| India Refuses to Censure Israel 
 Analysis by Walter Russell Mead & Staff
 
 India’s parliament  rejected a resolution today that condemned the Israeli military campaign in Gaza—a conspicuous change for the country, which has historically been supportive of Palestinian claims.
 
 The vote against censuring Israel comes only a few days after Indian troops  fired on pro-Palestinian demonstrators in Kashmir, killing one boy. This protest was not the only one of its kind, as a  recent article in The Diplomat notes:
 
 For the last few days, there have been some protests across India against the current Israeli operation in Palestine. The capital, New Delhi, witnessed a solidarity march, which included students and civil rights activists. Police, however, prevented the demonstrators from reaching the Israeli Embassy, leading to complaints of heavy-handedness as some of the protestors were injured.But there have been far fewer protests in India, and less outcry in general, than history suggests there would be.
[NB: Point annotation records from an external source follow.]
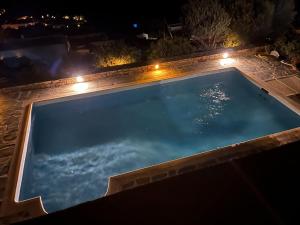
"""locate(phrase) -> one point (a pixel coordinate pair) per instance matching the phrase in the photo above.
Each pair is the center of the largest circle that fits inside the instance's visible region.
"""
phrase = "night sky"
(103, 13)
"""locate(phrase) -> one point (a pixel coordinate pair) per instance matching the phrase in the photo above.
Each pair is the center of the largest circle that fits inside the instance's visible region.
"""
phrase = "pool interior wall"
(76, 145)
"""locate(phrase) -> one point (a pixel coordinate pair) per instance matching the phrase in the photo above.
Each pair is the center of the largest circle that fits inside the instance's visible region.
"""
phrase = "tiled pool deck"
(280, 80)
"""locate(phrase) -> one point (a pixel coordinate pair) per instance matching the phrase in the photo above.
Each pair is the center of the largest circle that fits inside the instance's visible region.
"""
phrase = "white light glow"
(79, 79)
(227, 62)
(225, 55)
(80, 87)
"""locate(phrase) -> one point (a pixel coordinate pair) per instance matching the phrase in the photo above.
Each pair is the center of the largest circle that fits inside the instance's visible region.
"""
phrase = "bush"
(257, 21)
(170, 47)
(115, 54)
(207, 22)
(232, 40)
(289, 48)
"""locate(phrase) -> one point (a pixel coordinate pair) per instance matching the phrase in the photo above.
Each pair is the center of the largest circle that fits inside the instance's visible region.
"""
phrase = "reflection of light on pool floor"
(84, 173)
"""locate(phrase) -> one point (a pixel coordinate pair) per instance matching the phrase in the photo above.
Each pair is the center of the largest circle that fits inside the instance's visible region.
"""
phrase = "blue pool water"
(75, 145)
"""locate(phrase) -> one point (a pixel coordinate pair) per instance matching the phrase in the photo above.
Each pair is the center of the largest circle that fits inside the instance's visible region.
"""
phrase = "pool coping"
(35, 204)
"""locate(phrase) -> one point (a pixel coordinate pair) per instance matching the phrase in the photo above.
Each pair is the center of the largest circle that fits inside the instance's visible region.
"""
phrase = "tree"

According to the Diplomat article, “the current crisis in the Middle East has failed to generate any debate in a majority of television channels and major newspapers in India.” Traditionally, Indians have identified with the Palestinians, seeing them as fellow resisters against colonial powers. Gandhi once  wrote that: 
 Palestine belongs to the Arabs in the same sense that England belongs to the English or France to the French. It is wrong and inhuman to impose the Jews on the Arabs. What is going on in Palestine today cannot be justified by any moral code of conduct. The mandates have no sanction but that of the last war. Surely it would be a crime against humanity to reduce the proud Arabs so that Palestine can be restored to the Jews partly or wholly as their national home.However, after finally establishing relations in 1992, India and Israel have grown closer and closer, to the point that Israel is now India’s  second biggest weapons supplier. With the rise of Modi’s government, the trend of warming relations between Tel Aviv and New Delhi has  accelerated. Parliament’s unwillingness to denounce the Gaza campaign is a further sign that India’s political class wants to keep the country’s relationship with Israel friendly, profitable, and enduring.